|
| |
Shirley A. Gorman, for appellant.
Lawrence Friedman, for respondent.
MEMORANDUM:
The order of the Appellate Division should
be affirmed.
On October 15, 1992, defendant was arrested
and charged with rape in the first degree. While in custody at the
stationhouse subsequent to his arrest, defendant fled. He was apprehended
later that day, charged with escape in the first degree and arraigned on
the rape charge. After the arraignment, the presiding judge requested
that the court clerk prepare a securing order. Bail was set at $10,000,
which defendant was unable to post, and he was subsequently incarcerated
in the county jail. The next day, defendant was returned to court
for arraignment on the escape charge. Following this arraignment,
defendant was again returned to jail. On November 25, 1992, defendant
was transported from jail to court for a conference with his attorney.
After the conference, defendant could not be located. Not until later
that day was defendant taken back into custody.
A grand jury returned an indictment on December
18, 1992 charging defendant with rape in the third degree (count one) and
two counts of escape in the first degree (count two relating to the October
15 escape, count three to the November 25 escape). A trial on the
indictment ensued, and, at defendant's request, the crime of escape in
the second degree was submitted to the jury as a lesser included offense
of escape in the first degree as charged under count two. The jury
acquitted defendant of rape and convicted him of escape in the second degree
under count two and of escape in the first degree under count three.
Defendant was sentenced to a minimum term of 1-1/3 years to a maximum term
of 4 years for the escape in the second degree charge under count two and
a minimum term of 1-1/2 years to a maximum term of 4-1/2 years on the escape
in the first degree charge under count three, both sentences to run concurrently.
Defendant's conviction was upheld on appeal,
over a two Justice dissent (see, People v Richardson, 216 AD2d 915).
One of the dissenting Justices granted defendant leave to appeal to this
Court. On this appeal, defendant maintains that the Appellate Division
erred in holding that (1) he waived any objection to the submission of
the lesser included offense of escape in the second degree under count
two of the indictment and (2) the evidence was sufficient to convict him
of escape in either the first or second degrees.
Defendant argues that the trial court improperly
submitted the lesser included offense of escape in the second degree to
the jury because the People failed to prove that when he escaped on October
15, 1992 he was under arrest for a class C, D or E felony. However,
by affirmatively requesting that the trial court submit the lesser charge
to the jury, defendant waived his right to challenge the submission of
the lesser charge on appeal (see, People v Ford, 62 NY2d 275, 283).

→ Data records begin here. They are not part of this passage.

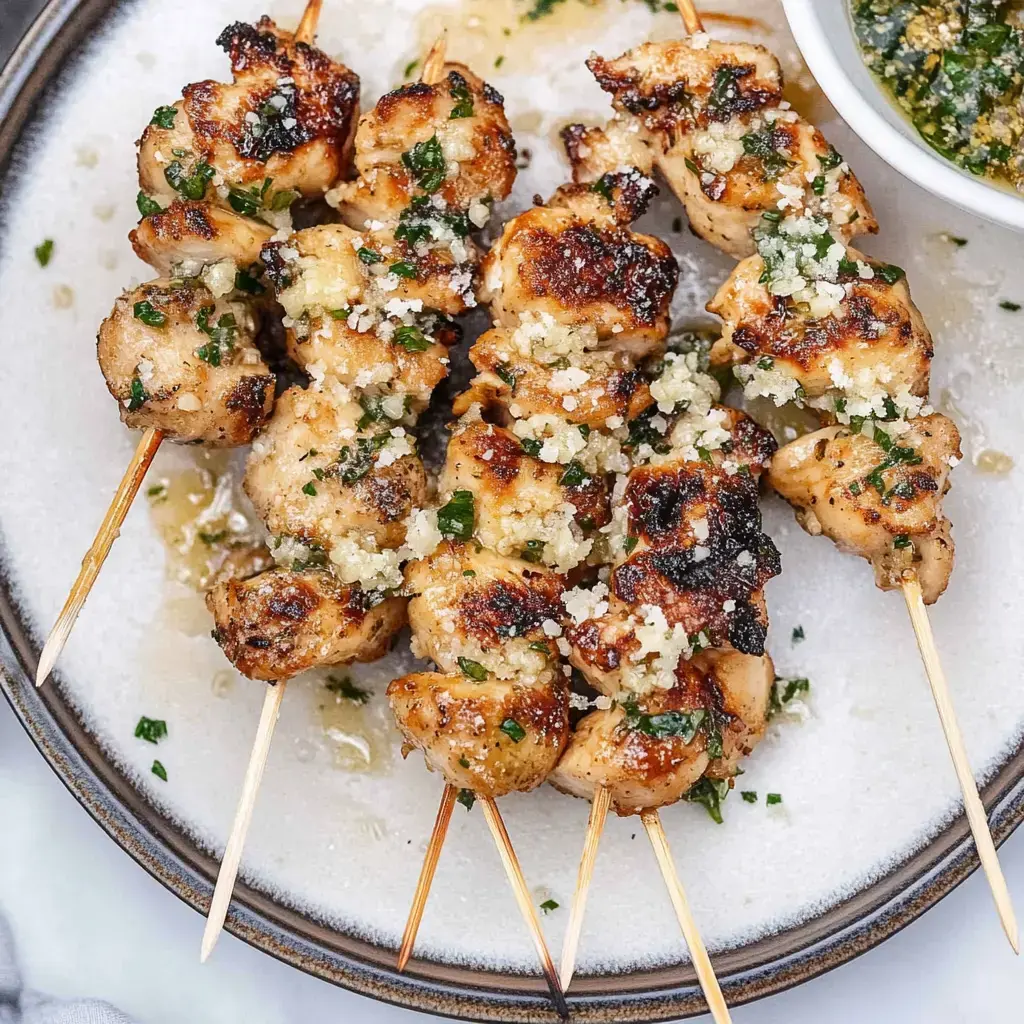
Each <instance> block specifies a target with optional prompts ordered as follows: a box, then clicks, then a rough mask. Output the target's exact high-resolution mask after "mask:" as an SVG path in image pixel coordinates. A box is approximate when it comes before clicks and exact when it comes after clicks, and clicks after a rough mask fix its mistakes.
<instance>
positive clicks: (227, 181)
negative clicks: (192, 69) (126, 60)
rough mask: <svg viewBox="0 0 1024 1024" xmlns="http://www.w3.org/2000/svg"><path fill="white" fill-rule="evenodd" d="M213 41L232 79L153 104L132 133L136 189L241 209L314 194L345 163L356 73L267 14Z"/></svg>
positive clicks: (354, 99)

Defense counsel's objection to the charge was addressed solely to the wording
of the charge and was therefore insufficient to revoke this waiver.
Defendant further contends that the evidence
was insufficient to convict him of escape in the first degree because the
People failed to produce the securing order pursuant to which
defendant was in custody on November 25, 1992. Production of
the securing order is not, however, necessary to establish this charge.
The trial testimony of the court clerk, who indicated that she was directed
by the judge to prepare the securing order after defendant's arraignment
on the rape charge, together with the testimony of the investigator who
was present at the arraignment, relating that the judge set bail and signed
a securing order, establishes that defendant was in custody pursuant to
court order (see, CPLR 4543).
Defendant's other arguments are either unpreserved
or devoid of merit.
* * * * * * * * * * * * * * * * *
Order affirmed, in a memorandum. Chief Judge Kaye and Judges Simons, Titone, Bellacosa, Smith, Levine and Ciparick concur.